Cutting along a non-separating curve produces a cylinder.  To see this, note that \chi(\mathbb T)=0, and that cutting along a nonseperating curve also has euler characteristic 0, almost by construction (in particular, consider a CW-structure,and notice that it doubles the 0-cell, but also adds a 1-cell, so it leaves \chi invariant. Using the classification of surfaces with boundary, we see that this must be a cylinder.


But then, consider the cylinder given by cutting along (1,0) and call this C_1. Similarly, take any other nonseparating curve, and consider its defining cylinder, C_2. There is obviously a homeomorphism h:C_1  \to C_2, and by passing to the quotient that identifies the two connected components of the boundary (along the curve we cut), the homeomorphism descends to \tilde{h}:T \to T, and it maps (1,0) to the other simple closed curve. In particular, we have reduced the question to determining where (1,0) can go under a homeomorphism. This essentially rephrases the question: how does \mathrm{Homeo}^{+}(\mathbb T) act on \pi_1(\mathbb T)? Clearly, any homeomorphism isotopic to identity acts trivially so this gives us the reduction

Question 1.1: How does \mathcal{M}(\mathbb T) act on \pi_1(\mathbb T)=\mathbb Z \oplus \mathbb Z?

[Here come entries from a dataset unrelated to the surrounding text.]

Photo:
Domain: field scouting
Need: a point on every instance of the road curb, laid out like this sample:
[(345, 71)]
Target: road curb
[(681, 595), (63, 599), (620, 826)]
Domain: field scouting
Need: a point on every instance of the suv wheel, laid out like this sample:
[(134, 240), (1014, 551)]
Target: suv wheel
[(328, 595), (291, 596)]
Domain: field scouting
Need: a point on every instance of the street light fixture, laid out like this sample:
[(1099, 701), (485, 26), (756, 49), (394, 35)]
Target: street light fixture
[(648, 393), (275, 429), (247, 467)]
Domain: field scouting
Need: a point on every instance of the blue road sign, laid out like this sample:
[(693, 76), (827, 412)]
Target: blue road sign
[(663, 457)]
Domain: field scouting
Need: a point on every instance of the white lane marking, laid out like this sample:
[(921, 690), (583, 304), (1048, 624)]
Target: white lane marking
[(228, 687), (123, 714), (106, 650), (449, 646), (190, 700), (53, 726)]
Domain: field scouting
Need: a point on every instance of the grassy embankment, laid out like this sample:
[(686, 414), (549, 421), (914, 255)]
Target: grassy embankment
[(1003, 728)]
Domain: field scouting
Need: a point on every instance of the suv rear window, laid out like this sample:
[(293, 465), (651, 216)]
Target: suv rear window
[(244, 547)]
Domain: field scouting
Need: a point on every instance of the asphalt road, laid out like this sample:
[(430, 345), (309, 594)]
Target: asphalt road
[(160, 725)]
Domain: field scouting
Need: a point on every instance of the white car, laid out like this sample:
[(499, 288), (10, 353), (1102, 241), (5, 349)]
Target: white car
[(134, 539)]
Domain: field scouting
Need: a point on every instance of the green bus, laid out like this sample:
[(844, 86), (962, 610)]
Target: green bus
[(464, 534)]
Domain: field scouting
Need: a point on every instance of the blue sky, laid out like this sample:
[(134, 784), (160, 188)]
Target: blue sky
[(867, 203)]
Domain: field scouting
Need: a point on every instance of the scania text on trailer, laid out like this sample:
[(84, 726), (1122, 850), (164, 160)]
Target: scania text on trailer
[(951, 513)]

Well, clearly every homeomorphism h:\mathbb T \to \mathbb T gives a  automorphism h_*: \mathbb  Z^2 \to \mathbb Z^2 by functoriality. Hence, we have a homomorphism \phi: \mathcal{M}(\mathbb T) \to \mathrm{Aut}(\mathbb Z^2)=SL_2(\mathbb Z). This is injective, since we are considering homotopy classes of homeomorphisms. Indeed, we can check that it is surjective, by observing that any element T \in \mathbb SL_2(\mathbb Z) has the property that  for any real numbers x,y \in \mathbb R and m,n \in \mathbb Z, we have T(x+m,y+n)=T(x,y)+T(m^{\prime},n^{\prime} for some integers m^{\prime},n^{\prime}). However, \mathbb R^2 is the universal cover for the torus, and this condition means exactly that in the covering map p:\mathbb R^2 \to \mathbb T, this map also descends to some homeomorphism \tilde{T}: \mathbb T \to \mathbb T, since it is well defined in the quotient. Hence, we see that every element of SL_2(\mathbb Z) can be realized has a self-homeomorphism of \mathbb T^2, showing that our map \phi was surjective.


Hence, \mathcal{M}(\mathbb T)=SL_2(\mathbb Z), and by studying the image of (1,0), we need only look at an element of T \in SL_2(\mathbb Z), and note that there exists a map T(1,0)=(a,b) if and only if gcd(a,b)=1, which completes the proof.